The third term is non-zero as long as there is a correlation between the slowly varying short wave velocity variance (the short wave envelope) and the long wave forced by the wave group. Outside the surf zone this correlation is negative (where the bound long wave is not yet ‘released from the group’); the mean water surface decrease (trough of the bound long wave) is found under the larger amplitude waves in the group (Fig. 7.20).

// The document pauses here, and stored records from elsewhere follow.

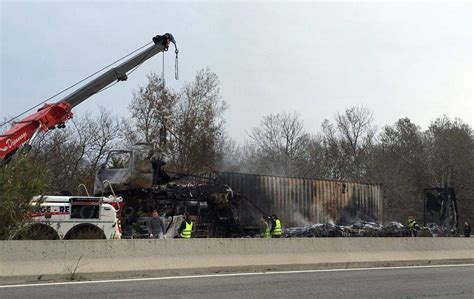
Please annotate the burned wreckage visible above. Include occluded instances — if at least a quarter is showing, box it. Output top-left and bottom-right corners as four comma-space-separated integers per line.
94, 143, 239, 238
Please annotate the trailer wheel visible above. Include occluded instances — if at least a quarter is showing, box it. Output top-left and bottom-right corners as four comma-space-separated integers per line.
14, 223, 60, 240
64, 224, 106, 240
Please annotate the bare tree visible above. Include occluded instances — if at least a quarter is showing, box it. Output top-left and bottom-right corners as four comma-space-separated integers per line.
322, 107, 376, 180
31, 108, 119, 193
424, 116, 474, 227
126, 68, 226, 173
249, 113, 310, 176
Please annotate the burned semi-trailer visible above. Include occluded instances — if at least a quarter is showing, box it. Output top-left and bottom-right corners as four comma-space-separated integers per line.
191, 172, 383, 235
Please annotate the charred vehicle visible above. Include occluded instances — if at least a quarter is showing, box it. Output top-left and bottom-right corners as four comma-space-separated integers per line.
94, 143, 239, 238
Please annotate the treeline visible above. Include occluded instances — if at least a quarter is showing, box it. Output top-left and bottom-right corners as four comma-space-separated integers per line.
0, 69, 474, 232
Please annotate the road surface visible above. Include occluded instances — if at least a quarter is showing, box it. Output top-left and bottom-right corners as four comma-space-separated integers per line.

As long as the trough of the bound long wave coincides with the highest velocities in the group, most sediment is stirred up while the long wave velocities are offshore directed. The net transport by the bound long wave motion is therefore offshore directed (Fig. 7.20 shows this for suspended sediment transport). If the phase relationship between the short wave envelope and the long wave changes, this situation may change. The main reason why the phase relationship may change is that bound long waves become released during breaking of the short waves.

Roelvink and Stive (1989) analysed the decomposition of the velocity moments using laboratory measurements in a large (full-scale) wave flume. Calculated and measured total third and fourth odd flow moments (important for bed load and suspend load transport respectively) are compared in Fig. 7.21. The figure clearly shows the on-shore directed component due to short wave skewness. It increases in shoaling waves and decreases again in the surf zone (Sect. 5.3). The undertow component is offshore directed in the entire surf zone. The long wave contribution is offshore directed until the correlation between the short wave variance and long wave becomes positive somewhere in the surf zone.

From Fig. 7.21 it also becomes clear that the gross cross-shore transports are much higher than the net cross-shore transports. This makes accurate cross-shore transport predictions very difficult.

As mentioned in Sect. 7.5.1, during extreme conditions the transport contribution due to undertow is dominant. This explains that under higher and longer waves, as present during storms, a net offshore transport is observed, leading to a ‘winter’ profile (Sect. 7.3.3). By contrast, milder waves build up the profile to a ‘summer’ profile via onshore transport due to predominantly short wave skewness.

A similar decomposition of the transport rates can be made for the situation that tidal flow dominates the velocity \(u\). For this we refer to Sect. 9.7.2.